At one point the owner of the Beagle shaped B&B said he couldn’t understand why people wanted the homogeneity of Ibis, Best Westerns and their ilk and why people seemed to actually like them. Mass production of experience if you will.
My take is that mass production of chain-services is a response to people’s fear. “I don’t want to waste money”, “I don’t want to move out of my comfort zone”, “I don’t want to have to think”, “Please make it easy for me” are fears of the new or fears of difference that are allayed by the reliability of sameness. I can remember being in New York at the end of a very long trip around Europe and just wanting to find dinner that was familiar and easy. I found a McDonalds. Yes, it was exactly like maccas back home but it meant I didn’t have to work out how to order, or what I wanted, or what I could expect (although the size of the drink was truly a shock – there’s the experience!).
Mass production of chain-services, which are cheaper for the business to produce, do provide meaning for a type of consumer/user – even if it isn’t sexy or cool or obviously innovative. Nothing wrong with those things – personally speaking, I’d prefer to stay in the Beagle – but I find it meaningful to design services that citizens find seamless and empowering, and are resolutely unglamorous, but they work and help people get on with their actual lives. That’s why I like the public sector I guess – you don’t have to love us but we’d like your trust and patronage (cos you kinda have to deal with us). Maybe our tagline could be “because you have to, we’ll make it easy and just get out of your way”
Rambling down memory lane follows. Please leave now if you‘re busy.
Watching the doco reminded me of my love of these types of show and indeed the power of TV to change lives. In 1996 I was off work with an injury and a subscription to Sky. They had a magical channel (named Orange?) that played many an obscure documentary series. One such series was called ‘White Heat’ and it literally changed my life. (Now, I think it was called ‘White Heat’ I’ve never been able to find a mention of it anywhere – even after the internet came along and became my other living space.)

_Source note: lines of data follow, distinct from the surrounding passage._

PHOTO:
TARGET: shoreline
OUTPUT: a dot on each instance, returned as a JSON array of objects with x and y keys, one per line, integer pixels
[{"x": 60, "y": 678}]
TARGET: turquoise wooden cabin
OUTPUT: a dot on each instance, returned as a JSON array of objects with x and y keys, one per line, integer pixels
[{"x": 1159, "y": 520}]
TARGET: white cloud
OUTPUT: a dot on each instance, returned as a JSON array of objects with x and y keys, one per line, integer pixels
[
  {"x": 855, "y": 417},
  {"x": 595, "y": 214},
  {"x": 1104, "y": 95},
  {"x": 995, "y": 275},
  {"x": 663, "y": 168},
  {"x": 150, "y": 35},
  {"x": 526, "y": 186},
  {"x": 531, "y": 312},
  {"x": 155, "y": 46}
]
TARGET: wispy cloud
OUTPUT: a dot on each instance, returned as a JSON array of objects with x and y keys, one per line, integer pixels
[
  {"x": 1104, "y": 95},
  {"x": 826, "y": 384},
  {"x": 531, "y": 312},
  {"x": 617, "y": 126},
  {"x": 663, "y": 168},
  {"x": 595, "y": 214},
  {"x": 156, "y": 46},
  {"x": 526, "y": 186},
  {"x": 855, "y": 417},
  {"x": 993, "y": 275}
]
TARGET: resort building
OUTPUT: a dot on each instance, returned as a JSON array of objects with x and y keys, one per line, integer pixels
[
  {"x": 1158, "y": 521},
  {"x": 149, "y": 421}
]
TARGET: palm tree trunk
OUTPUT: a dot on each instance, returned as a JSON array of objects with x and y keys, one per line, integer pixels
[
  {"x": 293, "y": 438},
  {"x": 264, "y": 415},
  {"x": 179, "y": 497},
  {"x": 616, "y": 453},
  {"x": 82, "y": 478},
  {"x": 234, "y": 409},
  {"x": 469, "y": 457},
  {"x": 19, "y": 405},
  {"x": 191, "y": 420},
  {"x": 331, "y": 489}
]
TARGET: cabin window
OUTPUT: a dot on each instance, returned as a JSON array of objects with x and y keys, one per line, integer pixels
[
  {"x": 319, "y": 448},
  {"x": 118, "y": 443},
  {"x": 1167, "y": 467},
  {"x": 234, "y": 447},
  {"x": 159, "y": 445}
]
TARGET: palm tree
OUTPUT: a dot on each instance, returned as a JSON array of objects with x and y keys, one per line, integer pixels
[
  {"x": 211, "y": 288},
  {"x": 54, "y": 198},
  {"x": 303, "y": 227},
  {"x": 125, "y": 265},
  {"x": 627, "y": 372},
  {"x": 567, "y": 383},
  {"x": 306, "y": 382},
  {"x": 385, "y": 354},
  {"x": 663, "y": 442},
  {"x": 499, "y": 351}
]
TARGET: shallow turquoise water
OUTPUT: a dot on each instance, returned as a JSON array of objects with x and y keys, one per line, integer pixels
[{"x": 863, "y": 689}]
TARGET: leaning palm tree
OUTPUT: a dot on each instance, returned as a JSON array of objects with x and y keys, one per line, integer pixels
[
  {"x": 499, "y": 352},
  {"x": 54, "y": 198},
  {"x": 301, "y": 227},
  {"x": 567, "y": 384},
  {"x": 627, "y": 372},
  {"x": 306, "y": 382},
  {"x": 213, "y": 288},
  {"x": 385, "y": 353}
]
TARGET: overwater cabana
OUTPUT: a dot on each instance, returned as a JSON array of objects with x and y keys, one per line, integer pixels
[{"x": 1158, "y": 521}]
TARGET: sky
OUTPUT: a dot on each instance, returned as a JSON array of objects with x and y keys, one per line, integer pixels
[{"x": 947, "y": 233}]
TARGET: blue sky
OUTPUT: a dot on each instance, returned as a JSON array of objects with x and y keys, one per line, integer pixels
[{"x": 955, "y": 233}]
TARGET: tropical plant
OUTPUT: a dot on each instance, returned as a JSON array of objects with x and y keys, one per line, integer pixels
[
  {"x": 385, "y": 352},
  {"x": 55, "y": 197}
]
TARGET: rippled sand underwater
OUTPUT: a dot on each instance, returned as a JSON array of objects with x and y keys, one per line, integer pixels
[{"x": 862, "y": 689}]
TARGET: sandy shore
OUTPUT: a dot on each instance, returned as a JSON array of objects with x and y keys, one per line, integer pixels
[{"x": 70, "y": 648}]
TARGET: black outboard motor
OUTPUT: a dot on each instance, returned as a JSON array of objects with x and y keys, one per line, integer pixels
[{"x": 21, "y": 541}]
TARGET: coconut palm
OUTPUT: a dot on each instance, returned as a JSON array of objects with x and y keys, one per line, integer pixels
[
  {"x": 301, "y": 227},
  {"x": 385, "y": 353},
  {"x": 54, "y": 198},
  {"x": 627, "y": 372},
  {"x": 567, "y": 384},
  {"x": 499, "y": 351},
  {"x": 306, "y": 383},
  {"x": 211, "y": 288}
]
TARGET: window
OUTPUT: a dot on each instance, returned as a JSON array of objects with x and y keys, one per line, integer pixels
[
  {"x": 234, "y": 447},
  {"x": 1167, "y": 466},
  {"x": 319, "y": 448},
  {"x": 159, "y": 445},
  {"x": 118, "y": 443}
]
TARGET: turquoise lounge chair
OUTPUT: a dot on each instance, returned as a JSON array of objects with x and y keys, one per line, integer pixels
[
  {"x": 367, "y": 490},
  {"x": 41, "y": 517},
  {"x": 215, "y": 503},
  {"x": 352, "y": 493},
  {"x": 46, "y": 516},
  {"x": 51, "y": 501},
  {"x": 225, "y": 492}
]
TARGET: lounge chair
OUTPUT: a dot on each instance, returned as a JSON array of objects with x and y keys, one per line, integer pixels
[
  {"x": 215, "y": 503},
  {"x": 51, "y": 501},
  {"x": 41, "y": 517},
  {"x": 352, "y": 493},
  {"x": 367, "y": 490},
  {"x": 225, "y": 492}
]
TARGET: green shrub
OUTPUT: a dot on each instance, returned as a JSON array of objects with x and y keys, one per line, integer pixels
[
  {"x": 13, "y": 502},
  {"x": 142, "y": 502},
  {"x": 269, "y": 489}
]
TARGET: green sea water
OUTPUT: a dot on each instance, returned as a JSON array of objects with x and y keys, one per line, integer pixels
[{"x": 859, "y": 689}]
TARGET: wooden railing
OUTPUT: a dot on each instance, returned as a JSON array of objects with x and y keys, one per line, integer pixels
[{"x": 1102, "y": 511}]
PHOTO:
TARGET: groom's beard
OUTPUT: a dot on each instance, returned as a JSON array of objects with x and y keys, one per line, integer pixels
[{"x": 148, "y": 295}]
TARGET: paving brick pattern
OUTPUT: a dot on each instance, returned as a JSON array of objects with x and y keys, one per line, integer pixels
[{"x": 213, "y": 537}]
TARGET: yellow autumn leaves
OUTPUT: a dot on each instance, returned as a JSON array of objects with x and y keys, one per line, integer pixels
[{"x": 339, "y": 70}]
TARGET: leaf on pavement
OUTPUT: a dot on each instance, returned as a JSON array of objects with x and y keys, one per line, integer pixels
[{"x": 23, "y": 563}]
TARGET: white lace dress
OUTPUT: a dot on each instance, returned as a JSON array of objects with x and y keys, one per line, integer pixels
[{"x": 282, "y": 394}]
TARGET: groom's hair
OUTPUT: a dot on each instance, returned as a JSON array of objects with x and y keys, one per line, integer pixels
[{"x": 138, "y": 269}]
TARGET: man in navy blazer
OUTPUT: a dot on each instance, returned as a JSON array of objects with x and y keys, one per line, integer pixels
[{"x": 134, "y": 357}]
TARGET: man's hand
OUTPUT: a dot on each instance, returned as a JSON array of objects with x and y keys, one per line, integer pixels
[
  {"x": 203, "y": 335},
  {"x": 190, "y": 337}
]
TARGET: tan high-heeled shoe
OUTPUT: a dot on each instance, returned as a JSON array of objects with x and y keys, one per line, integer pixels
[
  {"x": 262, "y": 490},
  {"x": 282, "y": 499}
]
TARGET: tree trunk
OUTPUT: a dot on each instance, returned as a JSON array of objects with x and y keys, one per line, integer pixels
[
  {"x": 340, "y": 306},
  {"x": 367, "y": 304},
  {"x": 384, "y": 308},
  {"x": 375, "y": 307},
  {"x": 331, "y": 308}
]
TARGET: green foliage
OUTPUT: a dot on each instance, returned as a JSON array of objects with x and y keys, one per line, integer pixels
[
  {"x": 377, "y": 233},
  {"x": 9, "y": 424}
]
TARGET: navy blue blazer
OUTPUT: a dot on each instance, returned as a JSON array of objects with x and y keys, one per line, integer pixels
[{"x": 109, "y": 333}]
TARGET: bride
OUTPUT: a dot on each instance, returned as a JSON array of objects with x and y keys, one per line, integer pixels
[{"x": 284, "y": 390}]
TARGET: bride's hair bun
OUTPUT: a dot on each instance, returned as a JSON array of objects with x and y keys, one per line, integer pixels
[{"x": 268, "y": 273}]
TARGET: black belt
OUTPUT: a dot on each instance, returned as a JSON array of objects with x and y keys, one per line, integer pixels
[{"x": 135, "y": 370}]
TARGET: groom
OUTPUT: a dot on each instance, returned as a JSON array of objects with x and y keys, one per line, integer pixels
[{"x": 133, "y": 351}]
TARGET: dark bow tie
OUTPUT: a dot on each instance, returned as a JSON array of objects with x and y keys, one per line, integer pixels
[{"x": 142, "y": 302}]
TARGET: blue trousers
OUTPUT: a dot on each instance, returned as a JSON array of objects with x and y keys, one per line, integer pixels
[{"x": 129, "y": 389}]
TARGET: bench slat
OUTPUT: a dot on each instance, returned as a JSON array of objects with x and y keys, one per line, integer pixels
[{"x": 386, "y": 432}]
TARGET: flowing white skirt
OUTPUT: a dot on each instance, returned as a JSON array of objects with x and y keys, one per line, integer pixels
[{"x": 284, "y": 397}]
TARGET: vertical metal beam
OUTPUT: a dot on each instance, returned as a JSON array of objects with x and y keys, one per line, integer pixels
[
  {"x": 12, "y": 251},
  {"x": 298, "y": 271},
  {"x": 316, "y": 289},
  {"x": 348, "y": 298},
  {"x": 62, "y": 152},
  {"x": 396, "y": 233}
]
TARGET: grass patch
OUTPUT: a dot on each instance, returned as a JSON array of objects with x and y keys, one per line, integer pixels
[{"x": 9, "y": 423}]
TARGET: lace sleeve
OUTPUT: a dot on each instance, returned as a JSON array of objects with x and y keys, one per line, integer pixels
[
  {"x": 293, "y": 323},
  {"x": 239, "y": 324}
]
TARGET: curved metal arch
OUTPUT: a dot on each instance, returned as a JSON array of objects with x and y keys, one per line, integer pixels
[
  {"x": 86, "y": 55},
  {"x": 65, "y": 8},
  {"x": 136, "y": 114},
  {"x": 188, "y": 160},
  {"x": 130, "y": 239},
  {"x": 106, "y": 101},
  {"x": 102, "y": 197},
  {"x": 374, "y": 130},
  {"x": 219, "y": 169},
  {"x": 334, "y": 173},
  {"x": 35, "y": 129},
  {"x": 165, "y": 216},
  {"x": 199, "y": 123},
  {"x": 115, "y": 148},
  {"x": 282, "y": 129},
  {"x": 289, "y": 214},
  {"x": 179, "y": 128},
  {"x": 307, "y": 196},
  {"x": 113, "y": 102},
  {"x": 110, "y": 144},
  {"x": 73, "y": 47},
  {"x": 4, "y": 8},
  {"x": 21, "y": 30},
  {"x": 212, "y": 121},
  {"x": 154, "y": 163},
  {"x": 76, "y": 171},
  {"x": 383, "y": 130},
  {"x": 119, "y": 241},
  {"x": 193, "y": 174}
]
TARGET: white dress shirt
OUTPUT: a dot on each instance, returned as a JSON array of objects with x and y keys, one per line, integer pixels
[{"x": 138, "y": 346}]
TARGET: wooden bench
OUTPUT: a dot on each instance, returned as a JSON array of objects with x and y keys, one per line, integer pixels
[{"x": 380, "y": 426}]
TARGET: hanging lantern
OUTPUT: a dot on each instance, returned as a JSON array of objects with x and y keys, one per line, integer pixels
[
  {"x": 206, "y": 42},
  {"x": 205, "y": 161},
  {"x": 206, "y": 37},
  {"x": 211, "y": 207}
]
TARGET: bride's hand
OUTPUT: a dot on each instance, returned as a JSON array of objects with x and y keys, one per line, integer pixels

The premise of the series was six (I think) conscious evolutions that changed our very existence. From what I can remember (and I’m sure the wheel was in there somewhere) there was:
- The tool – for obvious reasons, but this was the shift from bashing a stone with a stone, to shaping a stone to do specific things – nothing new here – but evidence of the first designer, no?
- The process – thanks to Henry Ford, this was the notion that doing the same things in a repeatable way, and timing it could uncover and reveal efficient sequences which you could be done faster or in a better order, which meant you could do more with less (forget about the humans – this was about de-skilling, but it did have a big impact on me thinking about how stuff gets done in a corporate sense and that is often about upskilling)
- The step – this was the real life changer for me. The notion here was that the conscious act of making of a step (as opposed to a natural formation of rocks that one could climb to a higher point) led to buildings which could be higher than one-level, which meant more could be fitted into the buildings, which basically led to our commercial, capitalist world where commerce and corporations exist. Thanks to the humble step. From roman empires to religious awe to wall street.
The series, and the Step in particular, made me want to go to university in my 20s and do a bachelor of arts. I often think about the step and get all poignant.
*All credit to hipstomp for pointing this out “‘The Genius of Design’…(Gotta love that acronym.)”
*Isn’t it cool how design gets publicly-aired documentaries, but project management and business analysis doesn’t!? Or Lean Six Sigma! Or the other emerging corporate terror Investment Logic Mapping. Disclaimer: I am surrounded by project management, business analysis, LSS, ILM.